In a bold and groundbreaking initiative, an international team of physicists led by researchers from Sun Yat-sen University, the Institute of Modern Physics of the Chinese Academy of Sciences, and several collaborating institutions across China have unveiled the conceptual design of an ambitious experiment known as the Muonium-to-Antimuonium Conversion Experiment (MACE). This experiment is poised to explore one of the most intriguing and consequential questions in the realm of particle physics: the potential violation of lepton flavor conservation through the spontaneous transformation of muonium into antimuonium. This phenomenon, if observed, would mark a revolutionary departure from the Standard Model, which has long held lepton flavor conservation as an unbroken symmetry, thus opening portals to hitherto unexplored physics.
Muonium, a rare exotic atom comprised of a positive muon (μ⁺) and an electron (e⁻), presents a unique testing ground for new theoretical physics beyond the Standard Model. The crux of the MACE project is to detect the conversion of ordinary muonium into its antimatter counterpart, antimuonium, wherein the constituents switch to a negative muon and a positron (the electron’s antiparticle). This hypothetical process directly contravenes the conservation of lepton flavor number, specifically implicating leptonic number changes (ΔL_ℓ = 2) that are incompatible with standard theory. Physicists have long sought evidence of such flavor violation as it offers unparalleled insights into symmetry breaking phenomena and could potentially link to mechanisms behind neutrino masses and the matter-antimatter asymmetry observed in the Universe.

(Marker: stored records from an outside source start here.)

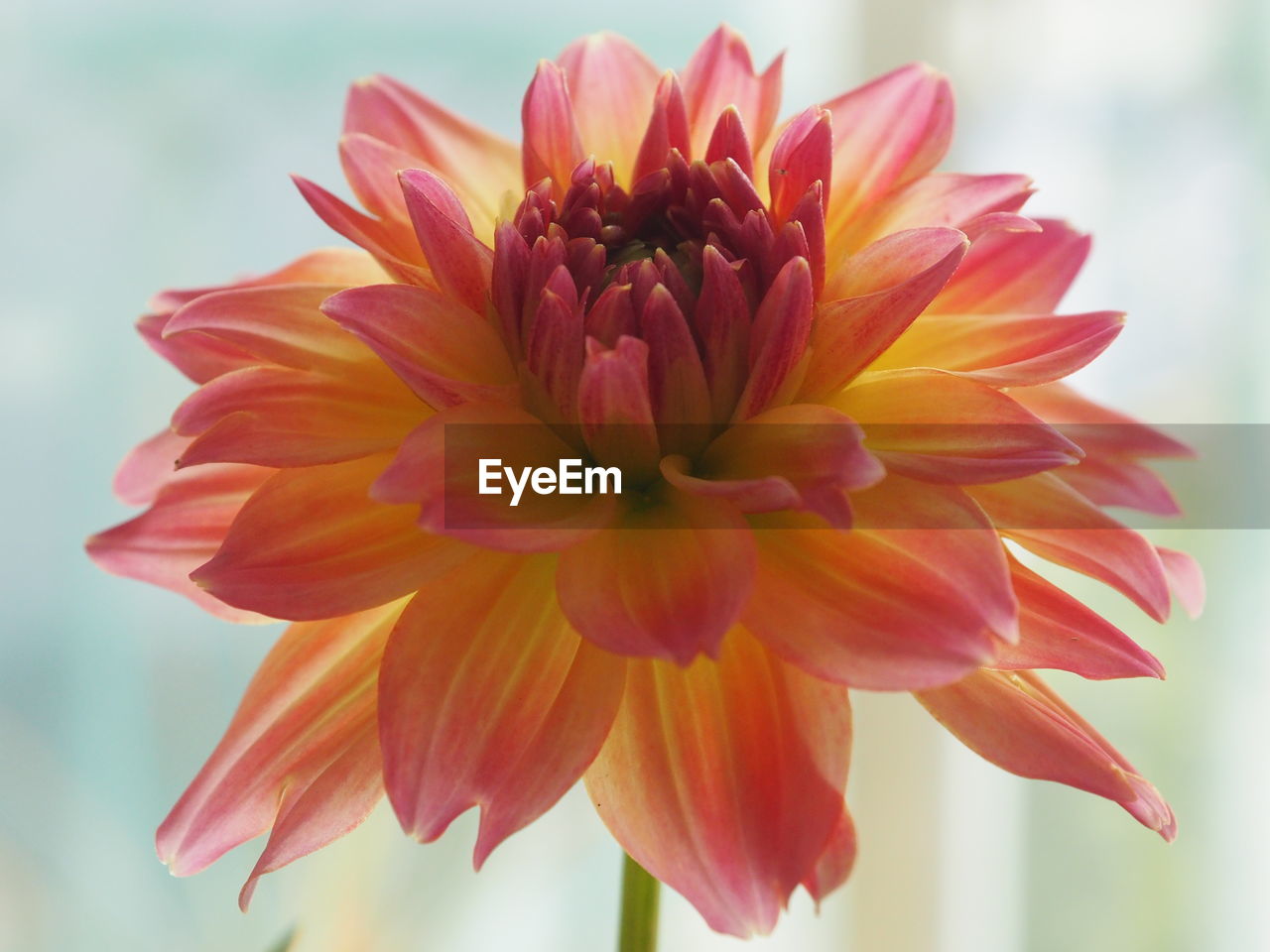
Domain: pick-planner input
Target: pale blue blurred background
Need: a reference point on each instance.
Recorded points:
(148, 144)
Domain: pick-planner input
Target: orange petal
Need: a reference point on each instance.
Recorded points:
(300, 756)
(1016, 272)
(1047, 517)
(943, 428)
(489, 699)
(186, 525)
(1019, 724)
(943, 199)
(887, 134)
(721, 73)
(441, 465)
(443, 350)
(907, 598)
(393, 245)
(724, 779)
(477, 166)
(280, 416)
(612, 86)
(1005, 349)
(667, 580)
(1058, 631)
(282, 561)
(873, 298)
(801, 456)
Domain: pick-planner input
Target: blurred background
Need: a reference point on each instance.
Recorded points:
(148, 144)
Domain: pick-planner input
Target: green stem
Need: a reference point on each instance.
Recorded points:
(640, 893)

What makes the MACE experiment particularly compelling is its methodological sophistication. The apparatus centers on a sophisticated magnetic spectrometer tasked with tracking the high-energy electrons emerging from decay events, a transport solenoid that meticulously filters and accelerates low-energy positrons, and an advanced detection system capable of pinpointing the positrons’ exact spatial coordinates along with the associated gamma rays produced during annihilation. This level of precision is pivotal for isolating the extremely rare conversion events from the overwhelming background noise inherent in such high-sensitivity searches.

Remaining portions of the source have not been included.